Bill Brennan, a spokesman for Honolulu Mayor Mufi Hannemann, said the mayor had set aside a modest amount in the budget for pay raises for city workers but would have to work with the City Council to cover the balance now that the award has been announced. "I think it was higher than the amount in the budget," he said.
The governor renewed her call to lawmakers to repeal the binding arbitration law "before we permanently mortgage the futures of Hawai'i's children."
Perreira disputed Lingle's characterization that arbitration is sapping the state's revenue. "To me, I think the governor is choosing to hide behind her argument that binding arbitration is an inappropriate and unfair way to resolve the pay issues for government employees, which we clearly disagree with.
"It's an excuse."
Union criticizes Lingle Late last night, HGEA executive director Russell Okata also took issue with Lingle's comments.
"It is unfair for the administration to scare the public by saying it would cost the state hundreds of millions of dollars if our raise were given to the other outstanding bargaining units," Okata said. "If this were a critical factor, then the state should not have given raises of 9 and 11 percent to the University of Hawai'i faculty and raises of 8 to 10 percent to the firefighters and police officers."

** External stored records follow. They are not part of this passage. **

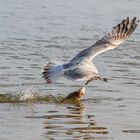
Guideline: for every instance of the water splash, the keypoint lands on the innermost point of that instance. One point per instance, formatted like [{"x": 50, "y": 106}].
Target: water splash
[{"x": 32, "y": 96}]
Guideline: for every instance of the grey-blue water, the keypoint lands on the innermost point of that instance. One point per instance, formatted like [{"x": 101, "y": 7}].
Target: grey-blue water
[{"x": 33, "y": 32}]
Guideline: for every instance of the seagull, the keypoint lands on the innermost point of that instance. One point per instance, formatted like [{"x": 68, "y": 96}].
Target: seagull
[{"x": 81, "y": 67}]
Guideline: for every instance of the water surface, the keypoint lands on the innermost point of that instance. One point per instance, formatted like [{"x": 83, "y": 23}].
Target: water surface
[{"x": 33, "y": 32}]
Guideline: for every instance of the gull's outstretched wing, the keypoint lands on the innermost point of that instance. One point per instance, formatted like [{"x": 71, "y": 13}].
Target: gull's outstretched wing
[{"x": 111, "y": 40}]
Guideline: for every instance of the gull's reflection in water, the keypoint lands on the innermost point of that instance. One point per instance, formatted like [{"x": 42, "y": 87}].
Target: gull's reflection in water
[{"x": 71, "y": 122}]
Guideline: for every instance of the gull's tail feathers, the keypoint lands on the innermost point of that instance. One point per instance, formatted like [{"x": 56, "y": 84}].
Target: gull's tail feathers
[
  {"x": 120, "y": 32},
  {"x": 52, "y": 72}
]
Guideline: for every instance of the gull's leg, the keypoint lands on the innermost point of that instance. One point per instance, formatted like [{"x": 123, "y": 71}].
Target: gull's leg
[{"x": 98, "y": 77}]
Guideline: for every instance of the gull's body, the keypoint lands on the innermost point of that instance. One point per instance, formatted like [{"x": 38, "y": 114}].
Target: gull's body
[{"x": 81, "y": 67}]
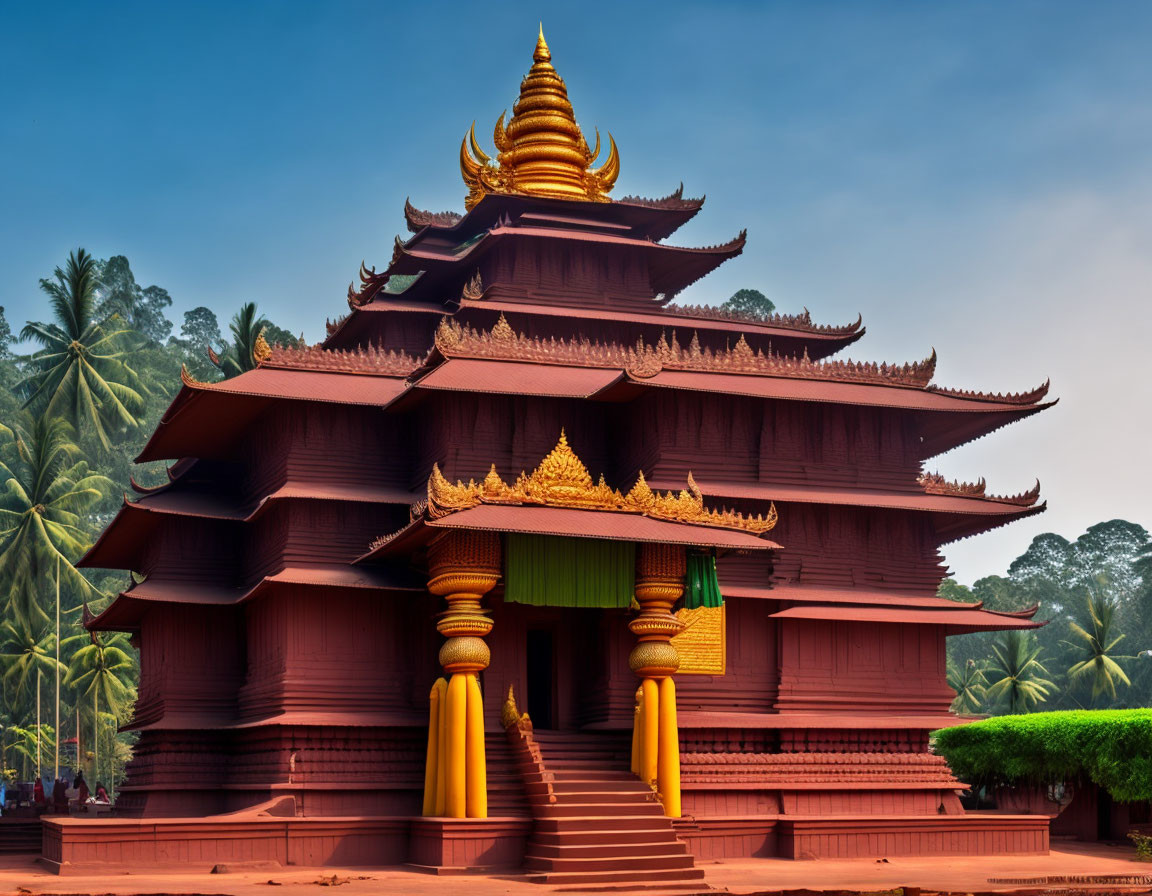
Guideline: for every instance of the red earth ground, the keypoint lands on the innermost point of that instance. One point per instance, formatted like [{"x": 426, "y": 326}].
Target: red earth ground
[{"x": 1084, "y": 867}]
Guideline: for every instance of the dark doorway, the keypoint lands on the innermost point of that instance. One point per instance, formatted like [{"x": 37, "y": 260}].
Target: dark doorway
[
  {"x": 540, "y": 675},
  {"x": 1103, "y": 814}
]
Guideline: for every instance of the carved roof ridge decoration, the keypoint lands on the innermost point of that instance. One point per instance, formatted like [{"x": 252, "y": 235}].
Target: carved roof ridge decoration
[
  {"x": 331, "y": 326},
  {"x": 934, "y": 484},
  {"x": 371, "y": 359},
  {"x": 674, "y": 199},
  {"x": 561, "y": 479},
  {"x": 802, "y": 323},
  {"x": 502, "y": 342},
  {"x": 417, "y": 219},
  {"x": 1014, "y": 397},
  {"x": 371, "y": 282}
]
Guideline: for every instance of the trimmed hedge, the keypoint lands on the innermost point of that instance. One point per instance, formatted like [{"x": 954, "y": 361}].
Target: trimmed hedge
[{"x": 1111, "y": 748}]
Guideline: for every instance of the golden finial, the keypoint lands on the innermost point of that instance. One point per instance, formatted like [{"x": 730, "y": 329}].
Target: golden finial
[
  {"x": 542, "y": 151},
  {"x": 542, "y": 53},
  {"x": 260, "y": 350}
]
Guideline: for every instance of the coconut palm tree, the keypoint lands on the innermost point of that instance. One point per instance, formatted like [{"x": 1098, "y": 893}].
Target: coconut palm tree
[
  {"x": 247, "y": 332},
  {"x": 1016, "y": 673},
  {"x": 44, "y": 491},
  {"x": 970, "y": 685},
  {"x": 103, "y": 670},
  {"x": 80, "y": 373},
  {"x": 25, "y": 659},
  {"x": 1094, "y": 644}
]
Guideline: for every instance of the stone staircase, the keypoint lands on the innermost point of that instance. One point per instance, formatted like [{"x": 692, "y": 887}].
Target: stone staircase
[
  {"x": 596, "y": 825},
  {"x": 20, "y": 835}
]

HSTA president Roger Takabayashi said he was encouraged by the arbitrator's award but said teachers would ask for larger increases.
The teachers union and state labor negotiators are expected to continue talks over the weekend.
The teachers had asked for pay raises of 15 percent in each year of the two-year contract. The state offered 1.5 percent raises.
"We are ready, willing and able to go the distance to get a fair deal for the teachers," Takabayashi said.
The contract announced last night does not cover HGEA's Unit 9, which consists of about 1,200 nurses at state hospitals, which were negotiated separately. The status of those talks were not provided.
The arbitration report lists the cost to the state over the two years at $82 million. Kawamura said that the figure is in error and that her calculations show a higher, $97.3 million projected price tag. Perreira said he believes that the state's estimate likely includes managerial employees who are not covered by the contract but would probably get the same pay increase.